HR is the first line of defense when employees react to new technology, Menon explained. To earn trust, HR professionals must first understand the tool and believe it serves a legitimate purpose. "HR must be able to explain why, but also how a tool works and what the benefit is," she said. "When HR is not in the room when these workforce AI tools are being adopted, it is put at a disadvantage because the line of communication with employees is impacted."

That communication gap widens with global deployments, where employees in different countries compare notes on what tools are being used and how they are affected. Menon urged HR leaders to work alongside legal counsel to spot ripple effects beyond employment law - a single AI tool can trigger unfair trade practice claims or IP disputes.

The trust deficit and job loss fears

When employees suspect AI is driving layoffs, the underlying issue is often trust, not just the technology itself. "When there's an AI tool rollout, if trust exists, there is less concern among employees because there is an innate understanding the company is trying to make things better for them," Menon said. "Often, when employees raise concerns, it's because that underlying trust is already fractured."

Selective mass layoffs that involve AI create obvious litigation risk, she added, because plaintiffs will ask whether the tool systematically excluded people in a protected category. Even if automation only affects one department, questions about why that department was chosen can fuel legal claims. "Anything could be a litigation risk if it's not implemented uniformly," Menon said.

Menon emphasized that keeping a human in the loop is a critical defense. "You want to ensure there is a human component in there somewhere," she said, "because that will be your biggest defense if there is a claim." Automated systems that remove human judgment entirely raise the bar for employers trying to defend their decisions.
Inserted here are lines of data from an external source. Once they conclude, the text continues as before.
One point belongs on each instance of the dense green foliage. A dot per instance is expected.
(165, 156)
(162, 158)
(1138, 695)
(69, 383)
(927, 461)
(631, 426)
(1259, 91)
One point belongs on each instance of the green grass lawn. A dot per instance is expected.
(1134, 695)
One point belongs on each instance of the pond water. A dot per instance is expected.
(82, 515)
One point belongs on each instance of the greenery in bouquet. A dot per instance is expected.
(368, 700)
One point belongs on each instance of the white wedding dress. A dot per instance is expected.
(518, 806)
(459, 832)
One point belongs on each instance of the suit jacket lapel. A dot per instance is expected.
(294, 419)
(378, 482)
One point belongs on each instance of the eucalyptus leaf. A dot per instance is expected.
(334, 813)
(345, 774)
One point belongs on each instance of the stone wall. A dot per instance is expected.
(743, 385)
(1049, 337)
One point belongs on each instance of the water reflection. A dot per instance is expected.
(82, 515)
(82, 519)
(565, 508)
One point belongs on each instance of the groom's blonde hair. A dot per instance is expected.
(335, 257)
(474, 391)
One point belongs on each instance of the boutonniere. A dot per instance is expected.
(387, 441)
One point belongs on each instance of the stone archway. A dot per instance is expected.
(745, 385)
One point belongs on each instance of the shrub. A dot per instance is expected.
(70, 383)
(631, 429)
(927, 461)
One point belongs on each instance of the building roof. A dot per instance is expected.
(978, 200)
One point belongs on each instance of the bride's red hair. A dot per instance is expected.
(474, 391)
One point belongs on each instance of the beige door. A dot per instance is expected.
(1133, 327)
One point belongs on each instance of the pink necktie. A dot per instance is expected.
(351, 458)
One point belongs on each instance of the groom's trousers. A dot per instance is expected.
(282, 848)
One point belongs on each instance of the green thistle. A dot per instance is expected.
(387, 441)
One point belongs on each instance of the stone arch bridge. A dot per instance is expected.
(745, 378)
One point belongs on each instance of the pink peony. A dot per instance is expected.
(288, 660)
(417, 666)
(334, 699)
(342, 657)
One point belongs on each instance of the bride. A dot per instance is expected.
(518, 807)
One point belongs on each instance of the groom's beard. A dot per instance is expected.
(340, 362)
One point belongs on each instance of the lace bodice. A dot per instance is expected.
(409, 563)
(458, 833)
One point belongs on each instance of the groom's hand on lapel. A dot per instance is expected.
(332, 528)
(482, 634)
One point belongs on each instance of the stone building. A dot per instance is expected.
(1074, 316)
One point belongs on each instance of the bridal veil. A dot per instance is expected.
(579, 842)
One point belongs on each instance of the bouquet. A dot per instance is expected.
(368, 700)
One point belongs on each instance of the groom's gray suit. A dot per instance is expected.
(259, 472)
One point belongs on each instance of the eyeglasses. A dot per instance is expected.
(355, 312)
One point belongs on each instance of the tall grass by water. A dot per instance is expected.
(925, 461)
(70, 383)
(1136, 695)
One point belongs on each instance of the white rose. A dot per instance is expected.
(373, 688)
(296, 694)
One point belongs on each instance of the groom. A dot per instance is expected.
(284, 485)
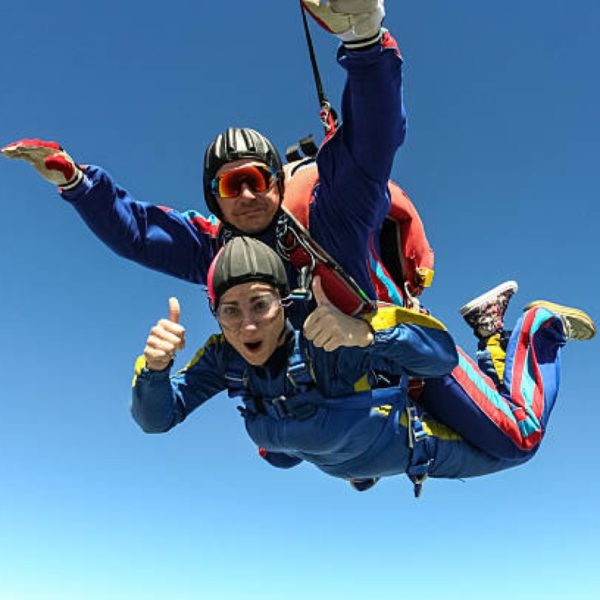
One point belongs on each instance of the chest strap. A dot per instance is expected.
(300, 400)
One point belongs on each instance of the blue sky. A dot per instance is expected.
(501, 159)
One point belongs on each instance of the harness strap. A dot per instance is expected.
(295, 244)
(327, 114)
(419, 460)
(300, 401)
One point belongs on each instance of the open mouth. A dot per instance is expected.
(253, 346)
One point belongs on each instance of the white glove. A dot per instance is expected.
(48, 159)
(356, 22)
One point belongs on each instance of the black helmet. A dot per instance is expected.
(242, 260)
(235, 144)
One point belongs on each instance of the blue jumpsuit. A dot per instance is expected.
(363, 434)
(350, 203)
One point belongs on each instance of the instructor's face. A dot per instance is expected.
(250, 211)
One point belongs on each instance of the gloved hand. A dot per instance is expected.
(48, 159)
(356, 22)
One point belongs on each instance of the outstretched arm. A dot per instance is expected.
(395, 340)
(162, 239)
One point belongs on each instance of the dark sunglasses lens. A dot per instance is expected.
(230, 184)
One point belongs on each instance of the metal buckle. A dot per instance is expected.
(280, 406)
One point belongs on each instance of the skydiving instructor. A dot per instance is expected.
(244, 182)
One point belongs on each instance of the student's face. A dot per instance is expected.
(250, 211)
(252, 320)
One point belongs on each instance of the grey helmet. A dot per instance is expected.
(235, 144)
(241, 260)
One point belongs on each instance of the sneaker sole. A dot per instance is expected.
(581, 324)
(489, 295)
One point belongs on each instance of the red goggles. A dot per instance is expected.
(229, 185)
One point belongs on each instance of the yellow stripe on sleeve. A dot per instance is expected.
(390, 316)
(140, 363)
(433, 428)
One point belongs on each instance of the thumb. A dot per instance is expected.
(319, 293)
(174, 310)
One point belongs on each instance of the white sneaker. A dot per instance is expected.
(485, 314)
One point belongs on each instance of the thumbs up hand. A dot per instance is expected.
(329, 328)
(165, 339)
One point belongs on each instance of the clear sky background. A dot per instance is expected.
(501, 159)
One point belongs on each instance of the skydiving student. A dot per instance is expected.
(244, 178)
(307, 396)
Navigating a wait-and-see regulatory landscape

While federal enforcement may take a hands-off approach, Title VII protections against discrimination still apply, and state-level privacy legislation is accelerating. Menon cautioned against chasing perfect compliance. "100% compliance with every single global AI and privacy law is impossible," she said. "You have to pick the big battles and comply with specific pieces to the greatest extent you can."

She advises companies to perform a constant risk-benefit analysis - weighing the cost of immediate disclosure against the penalty for under-disclosure, and deciding whether to wait for legal clarity in an unsettled area. That calculus is especially pointed when an employee data request in California could double as free discovery for a coming lawsuit. "There are risks associated with over-disclosure and under-disclosure," Menon said.

Why this matters for HR professionals

HR can no longer afford to be a reactive gatekeeper that blocks AI initiatives. Organizations need HR leaders to partner with legal and IT early, setting the rules for how AI tools are selected, tested, and explained to employees. Building trust through transparent communication and preserving human oversight in every automated decision will reduce the risk of litigation and help employees see AI as a tool that supports them, not one that replaces them.